First, for each sequence we performed a 2 × 7 (model × surface relief) ANOVA between unsupervised and supervised model predictions, averaged over the training instances of each model. The sequences were sorted according to the F interaction statistic, prioritizing those with strong disagreements between model predictions88,89. In Experiment 3a, we visually inspected the top-ranked sequences and selected ten with diverse appearances and subjective failures of gloss constancy.

In Experiment 3b, we selected test sequences in an entirely automated manner by classifying the sequences into four qualitative groups on the basis of the average constancy pattern predicted by the unsupervised models:

  • Group 1: the model predicts approximate constancy (range of predicted ‘proportion glossier’ values < 0.25, and a linear function fit achieved R2 > 0.70);

  • Group 2: the model predicts an approximately linear increase in gloss with bump height (range > 0.50, and a linear fit achieved R2 > 0.90);

  • Group 3: the model predicts a non-monotonic failure of constancy (range > 0.50, and a quadratic fit of R2 > 0.90 with a negative coefficient of the squared term);

  • Group 4: the model predicts an upward-swinging nonlinear failure of constancy (range > 0.50, and a quadratic fit of R2 > 0.90 with a positive coefficient of the squared term).

We then selected the top sequences in each group (ranked by the F interaction term), in proportion to the size of each group (one constant, four linear, two non-monotonic and three nonlinear sequences).

Pairs of renderings with differing surface relief or lighting (Experiment 4: degrees of gloss constancy)

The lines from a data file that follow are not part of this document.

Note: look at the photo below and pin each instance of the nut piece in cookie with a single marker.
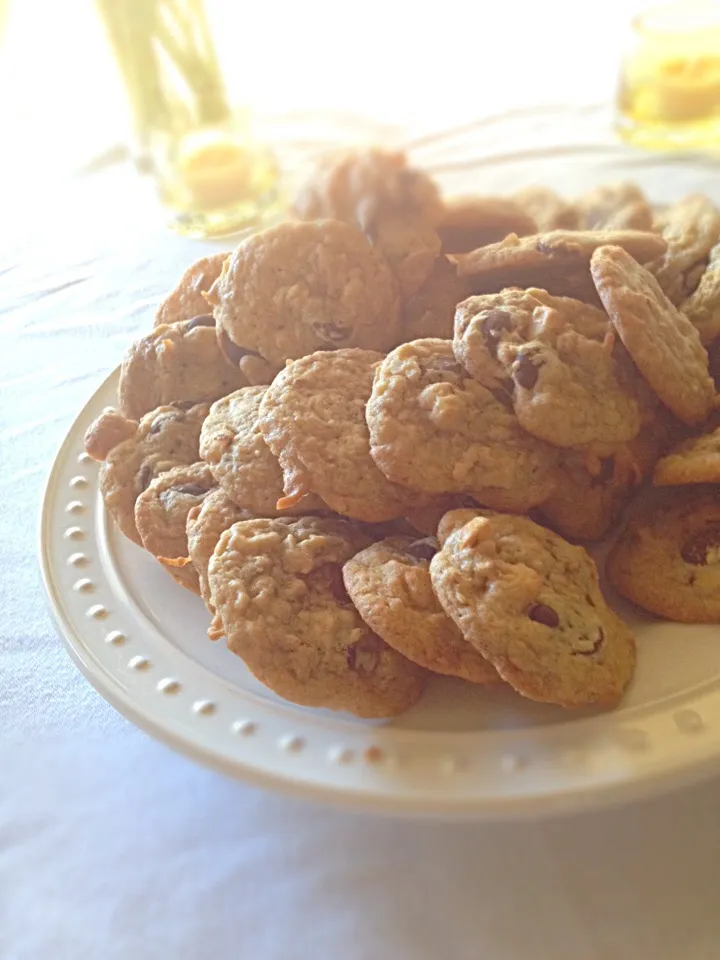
(615, 206)
(313, 419)
(555, 357)
(531, 604)
(430, 311)
(365, 186)
(471, 222)
(205, 524)
(278, 591)
(557, 261)
(165, 438)
(548, 209)
(696, 460)
(106, 432)
(663, 343)
(702, 307)
(667, 559)
(178, 362)
(161, 515)
(187, 300)
(300, 287)
(435, 429)
(389, 583)
(232, 444)
(691, 228)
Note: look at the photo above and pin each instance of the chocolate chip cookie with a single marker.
(161, 515)
(531, 604)
(695, 460)
(300, 287)
(278, 591)
(232, 444)
(435, 429)
(313, 419)
(691, 228)
(471, 222)
(702, 307)
(178, 362)
(663, 343)
(667, 560)
(187, 300)
(557, 261)
(389, 583)
(429, 312)
(549, 210)
(204, 526)
(554, 356)
(361, 187)
(164, 438)
(615, 206)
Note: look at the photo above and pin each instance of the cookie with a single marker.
(430, 311)
(695, 460)
(240, 460)
(161, 515)
(663, 343)
(691, 228)
(187, 300)
(205, 523)
(279, 595)
(471, 222)
(106, 432)
(531, 604)
(313, 420)
(702, 307)
(667, 559)
(300, 287)
(361, 187)
(615, 206)
(589, 497)
(177, 362)
(548, 209)
(436, 430)
(409, 247)
(557, 261)
(555, 358)
(164, 438)
(389, 583)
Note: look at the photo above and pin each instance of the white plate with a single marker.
(462, 751)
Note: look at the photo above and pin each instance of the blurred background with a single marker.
(381, 70)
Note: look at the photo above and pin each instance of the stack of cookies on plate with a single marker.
(372, 438)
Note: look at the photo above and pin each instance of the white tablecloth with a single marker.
(113, 847)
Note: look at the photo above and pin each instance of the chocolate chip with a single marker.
(424, 549)
(696, 549)
(332, 332)
(541, 613)
(191, 489)
(145, 476)
(204, 320)
(233, 353)
(607, 469)
(331, 575)
(493, 326)
(363, 656)
(524, 372)
(598, 641)
(159, 422)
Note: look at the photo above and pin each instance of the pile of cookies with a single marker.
(373, 438)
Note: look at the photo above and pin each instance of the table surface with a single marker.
(112, 846)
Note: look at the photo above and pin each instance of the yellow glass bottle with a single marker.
(669, 91)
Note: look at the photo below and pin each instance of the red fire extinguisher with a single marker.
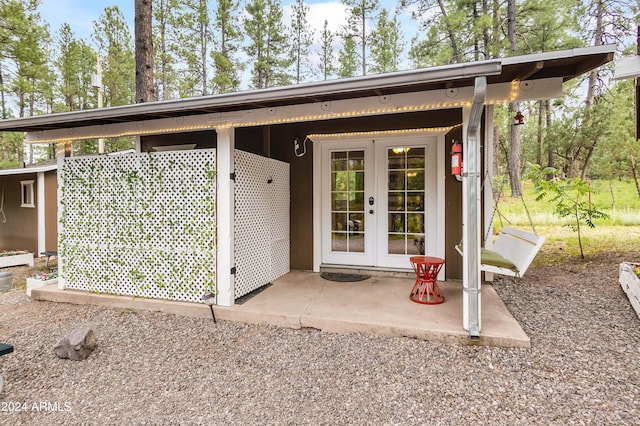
(456, 158)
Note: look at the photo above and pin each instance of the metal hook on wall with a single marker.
(296, 147)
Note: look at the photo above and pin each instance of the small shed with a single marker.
(28, 208)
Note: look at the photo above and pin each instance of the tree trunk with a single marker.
(541, 105)
(549, 140)
(145, 89)
(514, 147)
(593, 75)
(452, 37)
(634, 172)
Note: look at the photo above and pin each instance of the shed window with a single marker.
(27, 193)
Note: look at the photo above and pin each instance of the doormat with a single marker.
(248, 296)
(343, 278)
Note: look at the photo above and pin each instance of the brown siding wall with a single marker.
(452, 212)
(51, 210)
(277, 142)
(20, 231)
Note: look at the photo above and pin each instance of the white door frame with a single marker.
(368, 257)
(439, 196)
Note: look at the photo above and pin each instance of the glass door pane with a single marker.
(406, 200)
(347, 201)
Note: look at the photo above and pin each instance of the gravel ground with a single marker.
(152, 368)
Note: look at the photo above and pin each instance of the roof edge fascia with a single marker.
(251, 97)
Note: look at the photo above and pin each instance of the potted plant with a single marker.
(630, 281)
(41, 279)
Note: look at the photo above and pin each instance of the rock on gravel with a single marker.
(152, 368)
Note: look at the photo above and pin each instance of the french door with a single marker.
(378, 200)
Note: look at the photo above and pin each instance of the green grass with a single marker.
(620, 233)
(619, 199)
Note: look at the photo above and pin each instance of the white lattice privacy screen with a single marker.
(261, 221)
(140, 225)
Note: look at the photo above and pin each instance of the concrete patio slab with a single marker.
(379, 305)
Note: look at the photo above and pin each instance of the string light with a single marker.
(513, 95)
(386, 132)
(285, 120)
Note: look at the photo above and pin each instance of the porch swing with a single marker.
(513, 250)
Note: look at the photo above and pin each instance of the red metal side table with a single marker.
(426, 289)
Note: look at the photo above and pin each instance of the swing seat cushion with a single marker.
(493, 258)
(490, 257)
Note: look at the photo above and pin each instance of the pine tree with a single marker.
(347, 58)
(361, 13)
(115, 45)
(75, 63)
(301, 40)
(145, 89)
(268, 47)
(165, 43)
(226, 64)
(327, 65)
(194, 40)
(386, 44)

Here we sought pairs of stimuli with diverse scene differences (some differing in surface relief, some in lighting environment and some in angle of illumination) and for which the unsupervised model made a wide range of predictions, ranging from good constancy to strong failure of constancy.

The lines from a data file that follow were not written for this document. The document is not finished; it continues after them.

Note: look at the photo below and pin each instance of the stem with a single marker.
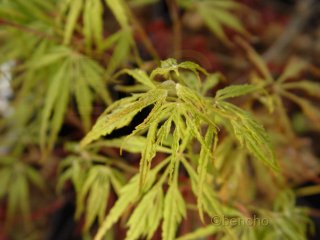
(177, 34)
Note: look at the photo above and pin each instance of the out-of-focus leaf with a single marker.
(293, 68)
(235, 91)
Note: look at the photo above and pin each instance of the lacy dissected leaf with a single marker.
(141, 76)
(75, 74)
(174, 211)
(146, 217)
(169, 65)
(129, 194)
(134, 144)
(97, 187)
(235, 91)
(251, 134)
(203, 161)
(121, 116)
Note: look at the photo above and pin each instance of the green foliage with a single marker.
(204, 146)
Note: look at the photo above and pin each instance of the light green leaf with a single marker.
(174, 211)
(121, 116)
(235, 91)
(251, 134)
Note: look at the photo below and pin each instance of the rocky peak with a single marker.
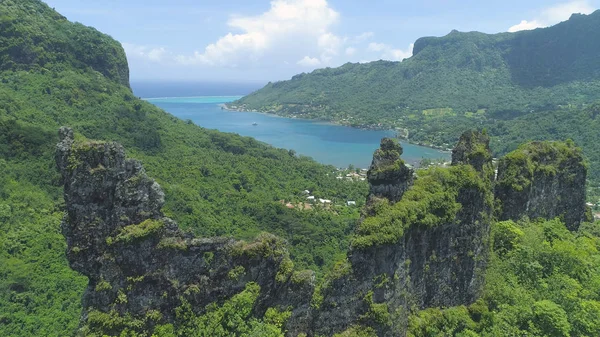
(473, 149)
(388, 175)
(139, 261)
(543, 180)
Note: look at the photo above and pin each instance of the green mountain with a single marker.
(54, 73)
(504, 82)
(541, 279)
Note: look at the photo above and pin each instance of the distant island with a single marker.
(508, 82)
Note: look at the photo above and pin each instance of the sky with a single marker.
(261, 40)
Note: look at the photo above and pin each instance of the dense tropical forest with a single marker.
(54, 73)
(542, 281)
(529, 85)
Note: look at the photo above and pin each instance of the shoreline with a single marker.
(331, 122)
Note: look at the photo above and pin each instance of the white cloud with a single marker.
(390, 53)
(554, 15)
(309, 61)
(373, 46)
(363, 37)
(134, 51)
(289, 26)
(526, 25)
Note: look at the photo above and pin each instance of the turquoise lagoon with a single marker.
(336, 145)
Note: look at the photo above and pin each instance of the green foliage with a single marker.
(377, 313)
(542, 280)
(55, 73)
(357, 331)
(430, 202)
(135, 232)
(531, 85)
(236, 273)
(231, 318)
(545, 158)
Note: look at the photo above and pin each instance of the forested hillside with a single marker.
(505, 82)
(540, 279)
(54, 73)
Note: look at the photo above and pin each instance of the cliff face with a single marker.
(425, 264)
(34, 37)
(139, 261)
(543, 180)
(422, 242)
(388, 176)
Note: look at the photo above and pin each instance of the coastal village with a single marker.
(308, 201)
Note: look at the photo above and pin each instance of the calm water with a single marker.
(326, 143)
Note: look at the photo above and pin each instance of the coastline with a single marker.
(224, 106)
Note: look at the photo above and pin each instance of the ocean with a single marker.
(336, 145)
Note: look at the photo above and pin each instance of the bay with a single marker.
(327, 143)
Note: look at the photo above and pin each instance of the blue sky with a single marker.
(258, 41)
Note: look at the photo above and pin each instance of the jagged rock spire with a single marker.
(543, 180)
(116, 232)
(388, 176)
(473, 148)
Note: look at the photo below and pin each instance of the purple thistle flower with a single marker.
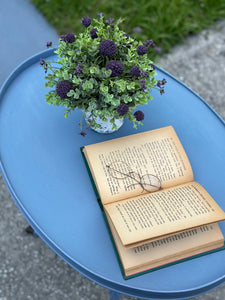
(110, 21)
(135, 71)
(100, 15)
(49, 44)
(83, 133)
(162, 91)
(153, 67)
(141, 50)
(93, 33)
(139, 115)
(107, 48)
(143, 86)
(137, 29)
(158, 49)
(149, 43)
(79, 69)
(42, 62)
(116, 67)
(69, 37)
(86, 21)
(144, 74)
(122, 109)
(62, 88)
(159, 83)
(164, 81)
(127, 36)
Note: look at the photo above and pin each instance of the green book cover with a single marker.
(114, 245)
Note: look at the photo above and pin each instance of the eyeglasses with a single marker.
(121, 170)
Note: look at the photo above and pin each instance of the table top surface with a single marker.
(41, 164)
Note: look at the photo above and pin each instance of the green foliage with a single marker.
(94, 88)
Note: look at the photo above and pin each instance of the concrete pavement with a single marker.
(28, 268)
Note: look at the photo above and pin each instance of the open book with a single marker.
(156, 212)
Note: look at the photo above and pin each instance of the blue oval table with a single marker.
(41, 164)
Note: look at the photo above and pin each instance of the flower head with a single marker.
(107, 48)
(49, 44)
(139, 115)
(63, 87)
(141, 50)
(69, 37)
(79, 69)
(100, 15)
(137, 29)
(144, 74)
(86, 21)
(116, 67)
(122, 109)
(149, 43)
(93, 33)
(82, 133)
(110, 21)
(135, 71)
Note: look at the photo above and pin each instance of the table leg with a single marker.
(114, 295)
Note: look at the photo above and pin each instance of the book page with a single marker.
(167, 250)
(169, 211)
(157, 152)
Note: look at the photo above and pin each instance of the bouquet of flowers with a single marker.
(103, 71)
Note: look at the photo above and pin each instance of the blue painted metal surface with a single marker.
(42, 167)
(114, 295)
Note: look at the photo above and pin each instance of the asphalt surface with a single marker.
(28, 268)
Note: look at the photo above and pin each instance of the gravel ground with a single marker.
(28, 268)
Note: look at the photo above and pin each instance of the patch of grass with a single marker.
(167, 22)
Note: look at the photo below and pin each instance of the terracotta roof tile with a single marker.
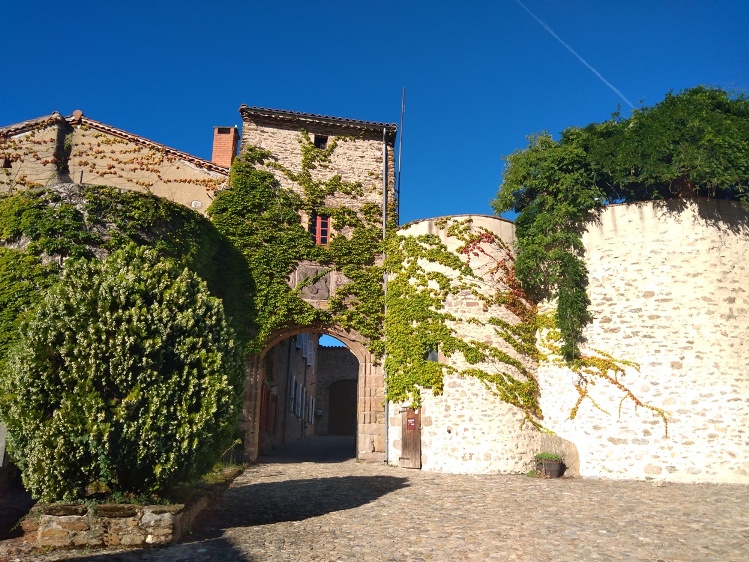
(78, 118)
(291, 116)
(29, 125)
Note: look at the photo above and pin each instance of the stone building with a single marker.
(76, 149)
(669, 299)
(363, 157)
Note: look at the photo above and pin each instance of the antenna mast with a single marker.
(400, 154)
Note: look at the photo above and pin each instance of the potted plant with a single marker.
(549, 465)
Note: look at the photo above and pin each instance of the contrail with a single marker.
(581, 59)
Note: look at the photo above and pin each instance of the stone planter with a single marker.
(550, 469)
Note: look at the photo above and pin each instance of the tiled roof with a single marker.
(77, 118)
(24, 126)
(298, 117)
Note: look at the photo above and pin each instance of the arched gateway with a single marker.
(370, 409)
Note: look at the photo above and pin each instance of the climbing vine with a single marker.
(478, 280)
(263, 220)
(40, 229)
(591, 367)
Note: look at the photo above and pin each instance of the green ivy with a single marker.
(40, 229)
(126, 377)
(262, 220)
(417, 322)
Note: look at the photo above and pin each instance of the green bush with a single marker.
(127, 377)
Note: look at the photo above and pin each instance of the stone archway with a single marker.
(370, 434)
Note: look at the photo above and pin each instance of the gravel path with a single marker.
(289, 508)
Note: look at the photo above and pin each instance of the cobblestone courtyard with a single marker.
(291, 508)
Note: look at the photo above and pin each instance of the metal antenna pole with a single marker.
(400, 154)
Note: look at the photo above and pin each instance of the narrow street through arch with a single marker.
(290, 507)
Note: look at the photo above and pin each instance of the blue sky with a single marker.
(479, 76)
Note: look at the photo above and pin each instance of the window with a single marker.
(319, 227)
(432, 355)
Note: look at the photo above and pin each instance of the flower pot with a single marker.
(550, 469)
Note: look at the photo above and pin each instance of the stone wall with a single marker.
(468, 429)
(355, 159)
(669, 285)
(285, 363)
(79, 150)
(110, 525)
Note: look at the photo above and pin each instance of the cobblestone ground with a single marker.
(286, 509)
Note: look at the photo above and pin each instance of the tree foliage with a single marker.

We rendered 800 candidate image pairs with the same random material properties and camera position, but differing in either surface relief (0.40 cm versus 1.5 cm maximum bump height) or illumination. Pairs differing in illumination were either ‘naturally’ lit (differing in HDRI lighting environment, from among the six used in the main training dataset) or illuminated by a directional lamp (at a 30° versus 90° angle). Candidate pairs were generated in four groups of 200:

  • Group 1: identical natural light field; different surface relief;

  • Group 2: identical lamp angle; different surface relief;

  • Group 3: identical surface relief; different natural light field;

  • Group 4: identical surface relief; different lamp angle.

Average predicted gloss values were obtained for each image, across training instances of the unsupervised PixelVAE model (‘Data analysis’). Within each group, we ranked pairs by the absolute difference in predicted gloss of the images in the pair, and we selected pairs lying at each of the 10th percentiles, yielding 40 test pairs.

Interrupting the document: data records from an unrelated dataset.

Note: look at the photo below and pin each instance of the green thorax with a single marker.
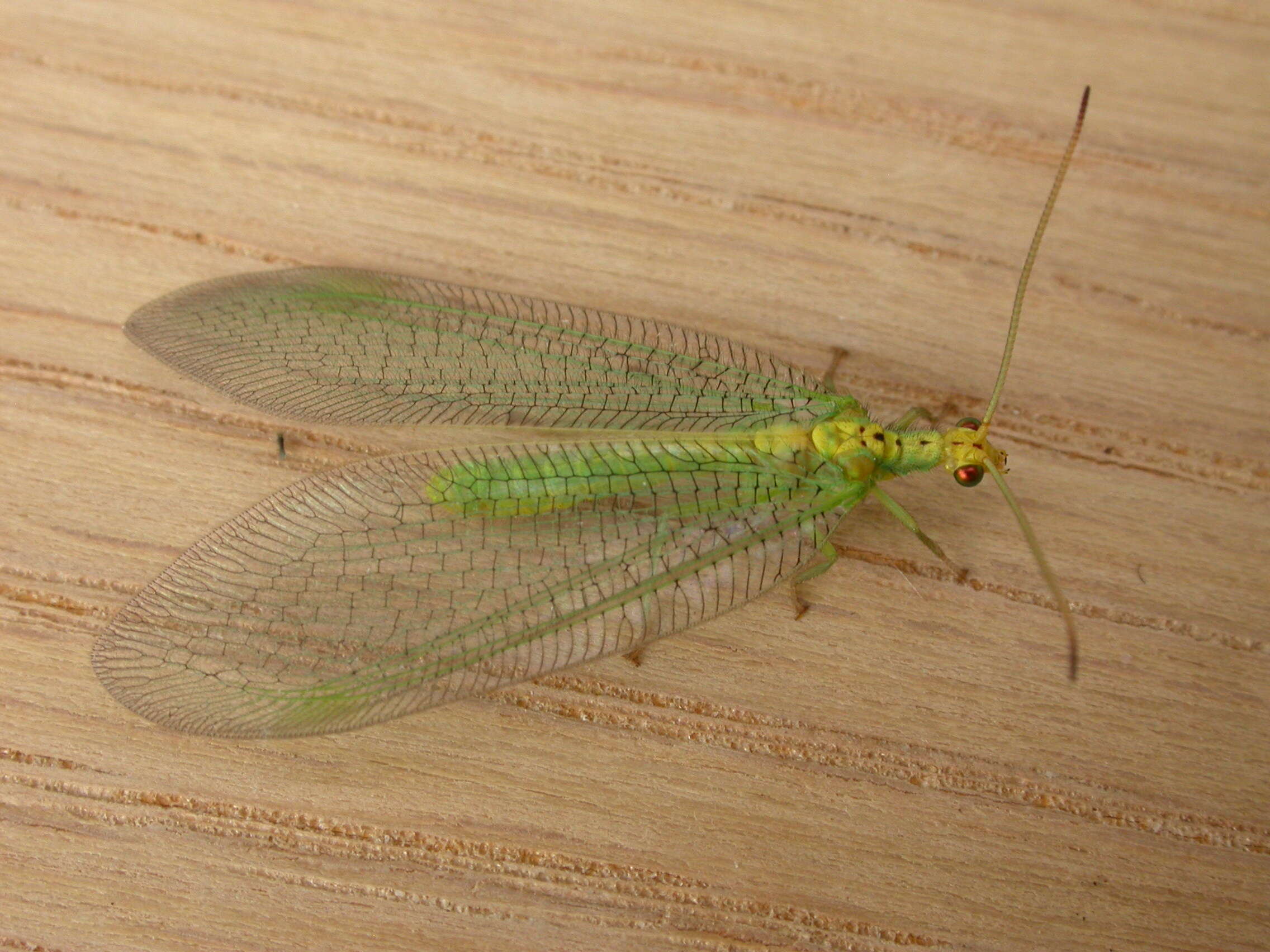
(866, 451)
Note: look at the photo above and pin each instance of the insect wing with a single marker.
(402, 582)
(342, 346)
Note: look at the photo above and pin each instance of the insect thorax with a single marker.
(864, 450)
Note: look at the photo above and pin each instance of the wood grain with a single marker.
(907, 764)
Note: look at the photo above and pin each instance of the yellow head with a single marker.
(965, 449)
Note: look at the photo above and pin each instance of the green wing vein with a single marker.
(398, 583)
(344, 346)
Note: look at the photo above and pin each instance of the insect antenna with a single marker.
(1025, 527)
(1031, 257)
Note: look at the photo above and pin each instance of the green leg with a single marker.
(817, 568)
(909, 523)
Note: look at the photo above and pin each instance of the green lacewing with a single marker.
(402, 582)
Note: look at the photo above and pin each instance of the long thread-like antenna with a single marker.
(1031, 257)
(1047, 573)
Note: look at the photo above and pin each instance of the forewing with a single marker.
(398, 583)
(342, 346)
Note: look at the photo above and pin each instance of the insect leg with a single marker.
(817, 568)
(909, 523)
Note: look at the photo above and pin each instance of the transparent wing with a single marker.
(342, 346)
(398, 583)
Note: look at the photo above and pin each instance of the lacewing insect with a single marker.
(400, 582)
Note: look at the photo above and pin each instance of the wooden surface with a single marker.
(906, 766)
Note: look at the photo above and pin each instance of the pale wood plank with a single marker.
(906, 766)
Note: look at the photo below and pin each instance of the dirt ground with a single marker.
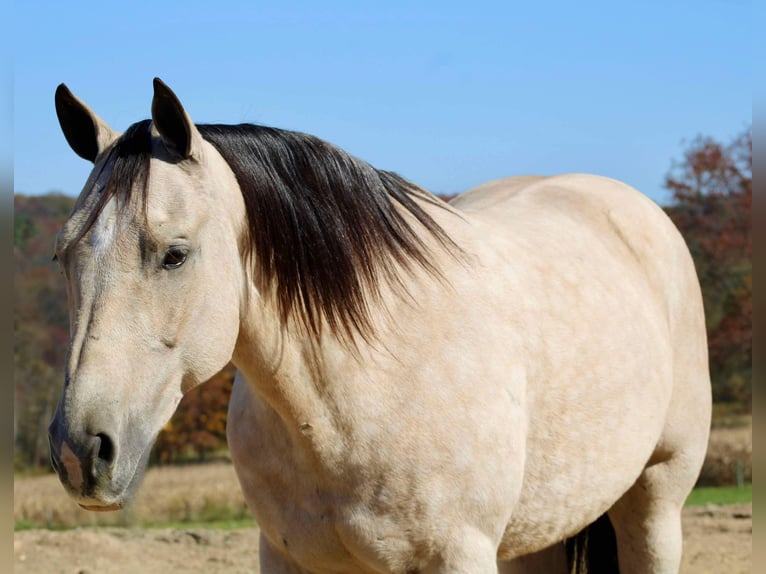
(717, 540)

Geometry and lighting generalization test set

To test the generalization of models trained on the main dataset, we rendered five sets of 500 new images, one using the original surface sheet and four using novel surface geometries (Fig. 7a). Illumination was randomly one of eight novel 4,096 pixel × 2,048 pixel HDR light probes (six exterior and two interior) from the Dutch Skies 360° HDRI Project (http://www.dutch360hdr.com/). Specular reflectance was varied as in the continuously sampled gloss training dataset.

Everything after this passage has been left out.